Disputes over a company's value are a leading cause of tax challenges between the IRS and business owners. Charged with the task of generating revenue for the government, the IRS wants to set your company's value as high as possible. You, on the other hand, want to keep it low for equally valid reasons. If the government wins, there's a chance your heirs could be forced to sell all or a portion of the business to meet these tax obligations.

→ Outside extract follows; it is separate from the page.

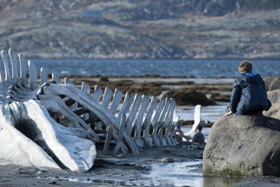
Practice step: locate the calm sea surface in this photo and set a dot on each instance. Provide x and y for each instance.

You may be able to reduce this potential for dispute by establishing now, within your succession plan, a bona fide value of your company. Fair market value is usually defined as "the amount a willing buyer would pay to a willing seller with neither being under any compulsion to conclude the transaction." A small company may be able to determine its fair market value through research, guidance from its financial advisors, and by following the IRS guidelines. In larger companies, an independent appraisal may be more beneficial. In fact, a qualified independent appraiser can be an invaluable ally in a tax dispute with the IRS.

Once you've established the fair market value of your business, two discounting methods may be applicable during ownership transfer. These discounts help lower the business valuation at the time of transfer and reduce your taxes in the process. The use of either or both discounting methods will depend upon your specific situation.

For example, if you're a shareholder in a closely-held, non-publicly traded company, the "lack of marketability discount" could be applied. In this situation, a buyer or successor could not be expected to pay the full market value of your shares due to the lack of a readily accessible market for a future sale of those shares.

As a minority shareholder, you may be able to take advantage of the "minority discount." With less than 50% ownership, your lack of majority control lowers the value of your shares to your heirs or an outside buyer, again reducing the asset value that is subject to transfer taxes.